The finest times to meditate are before dawn, at noon, sunset and midnight. All four of these times could be used, or choose one. The meditation should be from fifteen to thirty minutes to begin with. What to meditate on? The transmutation of the odic forces back to their source, the actinic force. Through perfect posture, asana, we transmute the physical forces and the emotional forces. Through the control of the breath, pranayama, we transmute the intellectual forces and move awareness out of the area of the mind that is always thinking–the great dream.
Then we become vibrant and confident in ourselves, feeling the power of our spine through which the actinic forces flow and out through the nerve system. We learn to lean on our own spine more than on any other person, teacher, book, organization or system. Answers begin to become real and vibrant, hooked onto the end of each question. And these and many more are the dynamic rewards of the sincere aspirant who searches within through meditation.
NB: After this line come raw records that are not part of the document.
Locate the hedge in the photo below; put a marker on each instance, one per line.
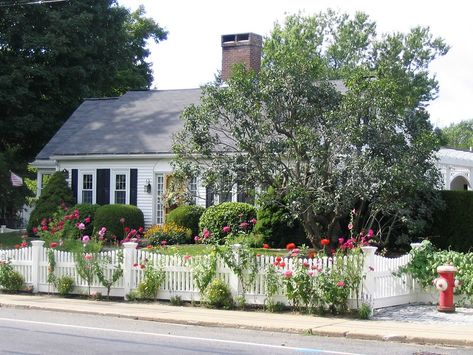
(453, 226)
(186, 216)
(110, 216)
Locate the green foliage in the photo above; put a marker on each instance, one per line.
(218, 295)
(110, 217)
(452, 226)
(48, 69)
(56, 194)
(459, 135)
(168, 233)
(326, 146)
(86, 210)
(426, 258)
(227, 214)
(187, 216)
(10, 280)
(276, 224)
(153, 278)
(65, 285)
(365, 311)
(102, 264)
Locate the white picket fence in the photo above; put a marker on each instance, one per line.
(380, 286)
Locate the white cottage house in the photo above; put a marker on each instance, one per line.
(119, 150)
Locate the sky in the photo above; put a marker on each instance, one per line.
(191, 56)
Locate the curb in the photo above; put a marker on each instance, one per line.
(311, 331)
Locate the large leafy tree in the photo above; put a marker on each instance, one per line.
(459, 135)
(55, 54)
(326, 147)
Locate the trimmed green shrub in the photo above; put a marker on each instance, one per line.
(111, 217)
(186, 216)
(452, 227)
(229, 214)
(65, 285)
(54, 195)
(276, 224)
(86, 210)
(170, 232)
(218, 295)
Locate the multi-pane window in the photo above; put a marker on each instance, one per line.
(193, 190)
(159, 199)
(87, 188)
(120, 188)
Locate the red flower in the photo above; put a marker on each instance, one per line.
(325, 242)
(290, 246)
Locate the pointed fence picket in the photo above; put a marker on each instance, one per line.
(381, 284)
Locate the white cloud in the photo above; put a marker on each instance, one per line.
(192, 55)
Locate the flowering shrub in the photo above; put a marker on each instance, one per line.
(171, 233)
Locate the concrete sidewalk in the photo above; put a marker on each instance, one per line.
(448, 334)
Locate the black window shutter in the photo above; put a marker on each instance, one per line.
(103, 187)
(74, 183)
(133, 187)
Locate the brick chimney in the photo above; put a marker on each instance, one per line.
(242, 48)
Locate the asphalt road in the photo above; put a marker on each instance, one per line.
(43, 332)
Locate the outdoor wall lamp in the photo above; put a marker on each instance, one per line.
(147, 187)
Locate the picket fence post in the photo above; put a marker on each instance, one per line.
(37, 251)
(368, 263)
(128, 261)
(233, 280)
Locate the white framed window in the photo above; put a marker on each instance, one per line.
(192, 187)
(120, 186)
(86, 186)
(159, 191)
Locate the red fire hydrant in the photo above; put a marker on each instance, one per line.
(445, 284)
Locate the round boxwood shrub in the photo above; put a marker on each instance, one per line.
(54, 194)
(218, 295)
(276, 225)
(229, 214)
(111, 217)
(186, 216)
(86, 210)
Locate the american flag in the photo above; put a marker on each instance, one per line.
(15, 179)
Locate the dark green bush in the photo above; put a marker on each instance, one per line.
(186, 216)
(453, 226)
(229, 214)
(218, 295)
(55, 194)
(276, 224)
(110, 216)
(86, 210)
(65, 285)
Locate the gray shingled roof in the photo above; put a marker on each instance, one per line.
(139, 122)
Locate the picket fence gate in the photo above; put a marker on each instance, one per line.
(381, 286)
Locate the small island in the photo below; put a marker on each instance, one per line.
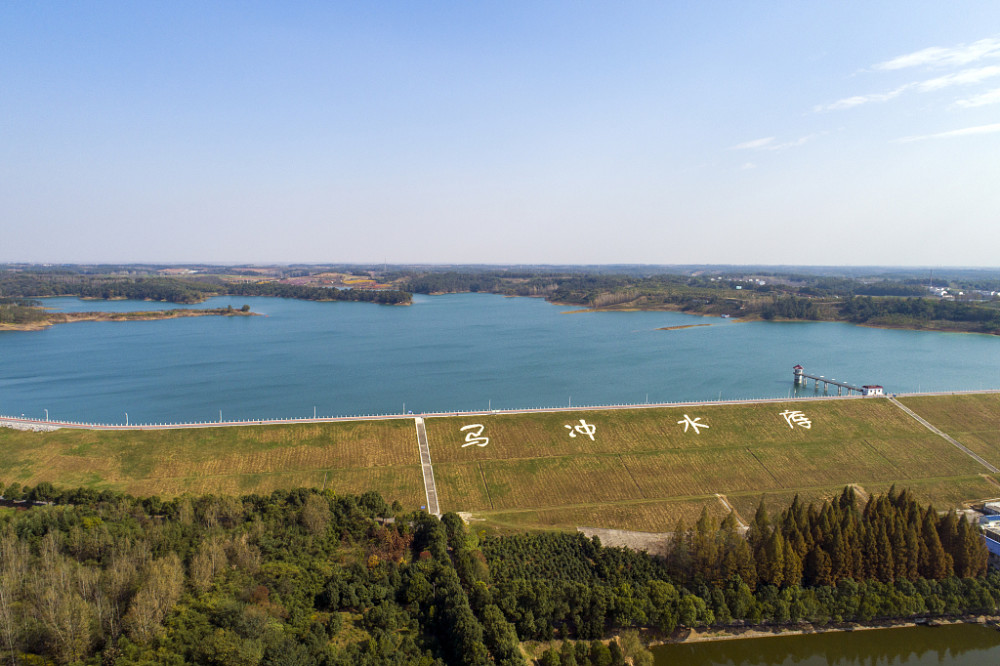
(30, 317)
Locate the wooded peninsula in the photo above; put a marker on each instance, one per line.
(18, 316)
(957, 300)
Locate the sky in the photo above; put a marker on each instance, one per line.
(810, 133)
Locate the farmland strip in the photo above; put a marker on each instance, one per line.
(430, 490)
(948, 438)
(764, 466)
(485, 485)
(631, 476)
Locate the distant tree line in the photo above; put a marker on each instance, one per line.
(867, 309)
(177, 290)
(307, 293)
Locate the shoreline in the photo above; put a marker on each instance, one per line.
(714, 634)
(54, 318)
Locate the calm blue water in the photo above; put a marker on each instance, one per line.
(455, 352)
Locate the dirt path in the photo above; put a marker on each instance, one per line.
(654, 543)
(430, 490)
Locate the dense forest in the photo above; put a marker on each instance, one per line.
(309, 577)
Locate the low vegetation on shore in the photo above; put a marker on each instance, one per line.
(31, 316)
(964, 301)
(319, 578)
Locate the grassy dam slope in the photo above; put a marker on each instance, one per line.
(640, 469)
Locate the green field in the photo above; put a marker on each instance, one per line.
(347, 457)
(640, 470)
(972, 419)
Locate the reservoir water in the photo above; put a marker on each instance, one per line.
(953, 645)
(453, 352)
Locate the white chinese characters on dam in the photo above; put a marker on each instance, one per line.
(694, 423)
(584, 428)
(474, 435)
(794, 417)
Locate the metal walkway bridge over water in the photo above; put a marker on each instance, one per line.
(802, 379)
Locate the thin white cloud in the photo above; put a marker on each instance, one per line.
(983, 99)
(937, 56)
(964, 78)
(756, 144)
(767, 143)
(967, 131)
(858, 100)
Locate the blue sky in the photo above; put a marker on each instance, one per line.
(501, 132)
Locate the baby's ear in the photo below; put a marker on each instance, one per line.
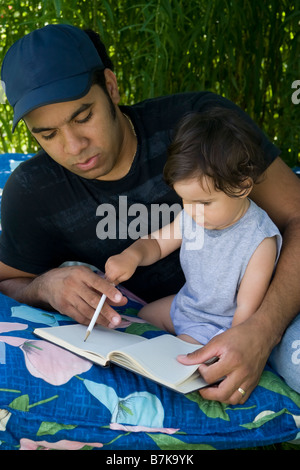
(246, 188)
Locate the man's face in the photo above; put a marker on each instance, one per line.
(82, 135)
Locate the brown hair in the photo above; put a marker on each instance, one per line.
(218, 143)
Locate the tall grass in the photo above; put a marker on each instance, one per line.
(246, 50)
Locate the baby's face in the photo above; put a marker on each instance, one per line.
(209, 207)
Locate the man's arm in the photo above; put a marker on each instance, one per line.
(244, 349)
(74, 291)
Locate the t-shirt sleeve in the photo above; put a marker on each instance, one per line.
(24, 243)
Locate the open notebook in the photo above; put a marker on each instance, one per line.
(153, 358)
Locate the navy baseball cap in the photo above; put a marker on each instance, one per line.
(49, 65)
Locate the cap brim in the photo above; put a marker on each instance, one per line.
(69, 89)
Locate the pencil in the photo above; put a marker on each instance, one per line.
(95, 316)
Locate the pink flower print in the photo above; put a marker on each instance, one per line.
(6, 327)
(28, 444)
(48, 361)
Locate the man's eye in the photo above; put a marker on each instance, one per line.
(86, 119)
(49, 137)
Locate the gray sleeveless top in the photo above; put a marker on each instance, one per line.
(214, 262)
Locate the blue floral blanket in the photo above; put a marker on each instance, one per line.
(53, 399)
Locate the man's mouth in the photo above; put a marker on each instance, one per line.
(88, 164)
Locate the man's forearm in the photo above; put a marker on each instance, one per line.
(25, 290)
(282, 301)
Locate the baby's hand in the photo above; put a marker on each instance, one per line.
(119, 268)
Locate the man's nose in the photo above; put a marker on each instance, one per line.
(74, 142)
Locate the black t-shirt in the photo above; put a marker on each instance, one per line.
(50, 215)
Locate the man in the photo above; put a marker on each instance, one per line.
(99, 158)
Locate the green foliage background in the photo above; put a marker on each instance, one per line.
(248, 51)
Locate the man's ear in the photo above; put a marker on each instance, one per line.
(112, 86)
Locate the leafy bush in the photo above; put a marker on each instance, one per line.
(245, 50)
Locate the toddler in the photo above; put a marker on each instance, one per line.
(228, 245)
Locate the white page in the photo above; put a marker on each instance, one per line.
(101, 340)
(158, 356)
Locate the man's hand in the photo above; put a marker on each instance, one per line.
(120, 267)
(75, 291)
(242, 354)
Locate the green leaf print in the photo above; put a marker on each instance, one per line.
(272, 382)
(212, 409)
(165, 442)
(22, 403)
(48, 427)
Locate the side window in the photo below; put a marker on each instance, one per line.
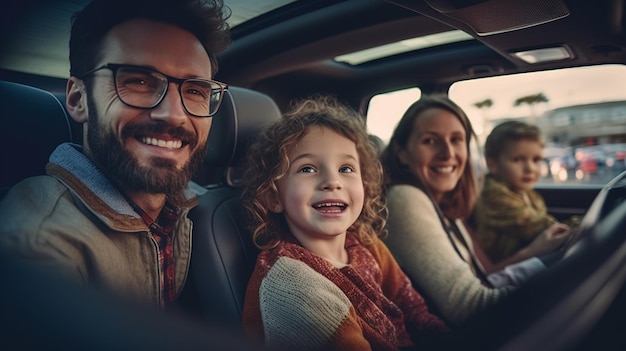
(385, 110)
(581, 113)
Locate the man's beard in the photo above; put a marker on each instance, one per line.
(121, 167)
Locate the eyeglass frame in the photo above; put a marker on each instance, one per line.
(113, 67)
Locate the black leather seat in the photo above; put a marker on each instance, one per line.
(223, 255)
(34, 123)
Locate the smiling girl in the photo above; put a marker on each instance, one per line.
(324, 279)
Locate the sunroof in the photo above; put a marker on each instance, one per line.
(399, 47)
(245, 10)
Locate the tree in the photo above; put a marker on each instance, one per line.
(531, 101)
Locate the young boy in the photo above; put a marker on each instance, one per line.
(509, 214)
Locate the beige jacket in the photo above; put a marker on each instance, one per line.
(76, 222)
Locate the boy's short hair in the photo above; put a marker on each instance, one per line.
(507, 132)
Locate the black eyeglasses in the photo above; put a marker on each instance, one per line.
(141, 87)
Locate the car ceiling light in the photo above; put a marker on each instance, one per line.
(544, 55)
(402, 46)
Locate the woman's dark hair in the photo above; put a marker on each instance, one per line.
(459, 202)
(205, 19)
(268, 161)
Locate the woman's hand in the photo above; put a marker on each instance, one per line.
(549, 240)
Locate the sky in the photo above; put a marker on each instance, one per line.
(561, 87)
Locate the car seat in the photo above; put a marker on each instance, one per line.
(223, 254)
(35, 122)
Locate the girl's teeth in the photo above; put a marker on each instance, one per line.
(444, 169)
(169, 144)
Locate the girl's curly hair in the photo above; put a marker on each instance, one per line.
(267, 162)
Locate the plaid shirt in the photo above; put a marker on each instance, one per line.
(161, 229)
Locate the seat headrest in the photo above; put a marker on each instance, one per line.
(242, 115)
(34, 124)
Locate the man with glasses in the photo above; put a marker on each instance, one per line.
(113, 212)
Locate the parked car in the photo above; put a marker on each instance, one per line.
(378, 56)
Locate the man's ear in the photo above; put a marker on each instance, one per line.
(76, 100)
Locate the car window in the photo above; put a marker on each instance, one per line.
(580, 111)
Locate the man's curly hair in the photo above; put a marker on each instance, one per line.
(267, 162)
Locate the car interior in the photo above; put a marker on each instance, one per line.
(292, 52)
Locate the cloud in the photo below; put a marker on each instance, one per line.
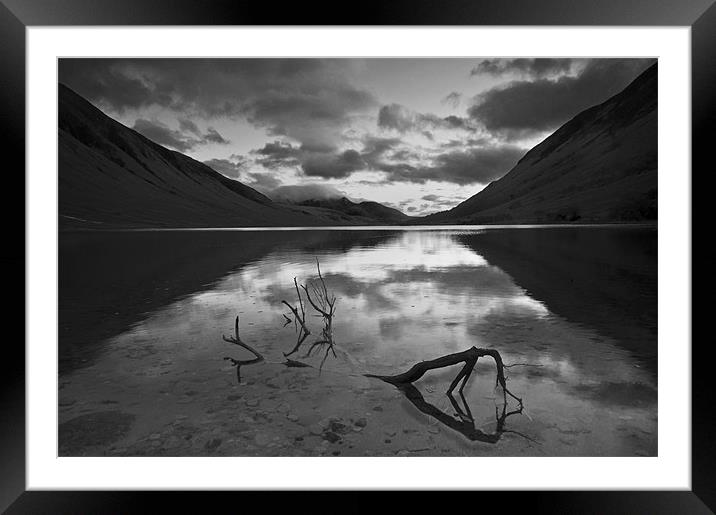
(266, 183)
(301, 192)
(213, 136)
(160, 133)
(278, 154)
(526, 107)
(453, 99)
(402, 119)
(473, 165)
(232, 169)
(333, 165)
(535, 68)
(308, 100)
(375, 148)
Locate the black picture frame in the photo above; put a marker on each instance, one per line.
(17, 15)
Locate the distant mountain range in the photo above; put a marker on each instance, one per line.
(367, 209)
(601, 166)
(111, 176)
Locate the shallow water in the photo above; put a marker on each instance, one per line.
(142, 369)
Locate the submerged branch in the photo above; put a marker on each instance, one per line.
(236, 340)
(469, 357)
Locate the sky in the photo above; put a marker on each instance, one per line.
(418, 134)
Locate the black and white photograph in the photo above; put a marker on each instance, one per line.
(369, 257)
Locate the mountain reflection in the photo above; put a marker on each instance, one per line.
(403, 297)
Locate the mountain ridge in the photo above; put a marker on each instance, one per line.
(600, 166)
(111, 176)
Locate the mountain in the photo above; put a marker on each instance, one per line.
(370, 210)
(111, 176)
(601, 166)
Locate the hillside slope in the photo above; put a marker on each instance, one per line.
(601, 166)
(111, 176)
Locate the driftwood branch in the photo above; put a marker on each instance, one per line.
(469, 357)
(300, 319)
(236, 340)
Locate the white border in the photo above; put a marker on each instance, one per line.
(671, 469)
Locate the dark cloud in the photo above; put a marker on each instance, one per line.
(536, 68)
(309, 100)
(523, 108)
(160, 133)
(402, 119)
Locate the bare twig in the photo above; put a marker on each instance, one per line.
(469, 357)
(236, 340)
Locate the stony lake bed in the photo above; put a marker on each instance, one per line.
(142, 368)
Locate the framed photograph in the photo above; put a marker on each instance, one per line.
(441, 248)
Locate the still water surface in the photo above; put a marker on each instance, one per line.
(141, 352)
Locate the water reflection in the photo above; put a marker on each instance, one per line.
(402, 297)
(463, 421)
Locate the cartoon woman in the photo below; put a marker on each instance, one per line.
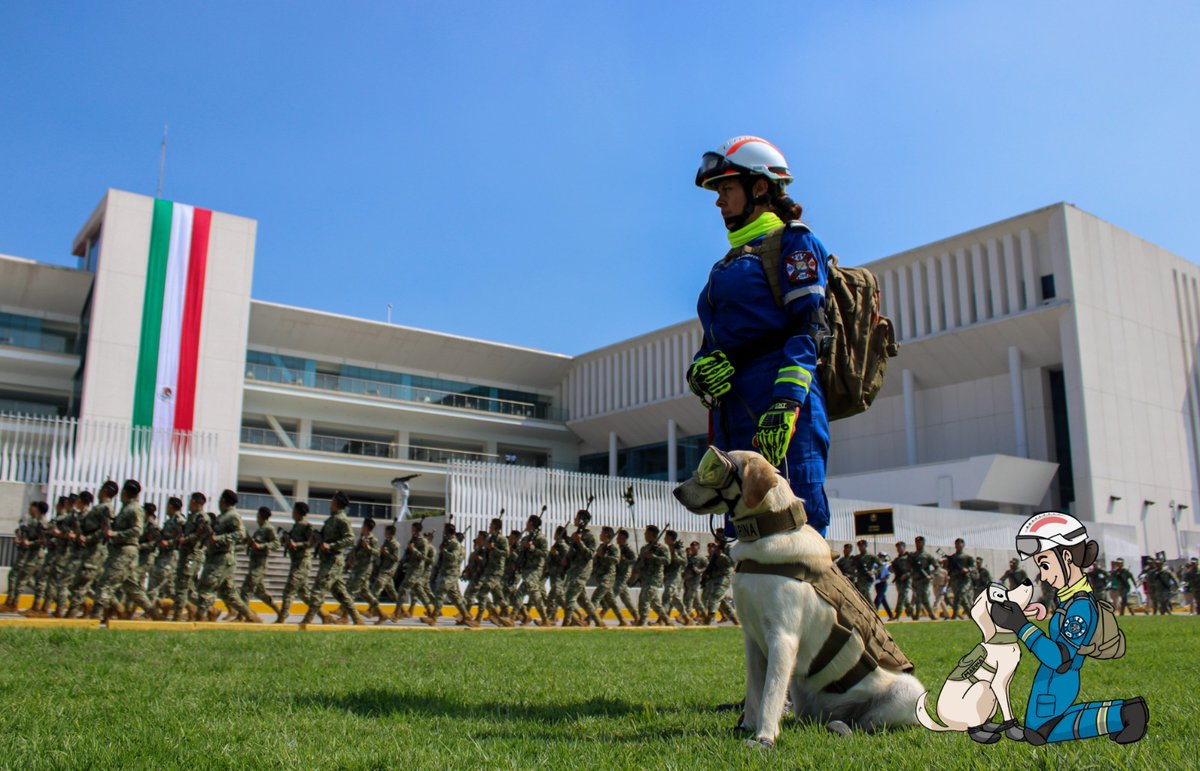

When one begins to meditate, he should approach it dynamically, for it is becoming more alive. He is penetrating his awareness into the very source of life itself, for eventually he hopes to attain the ultimate goal, merger with God, the experience of the Self beyond all time, beyond all form, beyond all cause. The experience of Supreme Soul is attained only when one has become very simple, direct, uncomplicated. When a new nerve system has been built within this very body, strong enough to hold awareness within enough so that awareness itself can completely dissolve itself into its own essence, Supreme Soul is experienced.
After that dynamic experience, man’s heritage in this lifetime, one enters back into the mind which is all form–creating, preserving, destroying, completely finished in all areas of manifestation–and moves freely through the mind seeing it for what it is.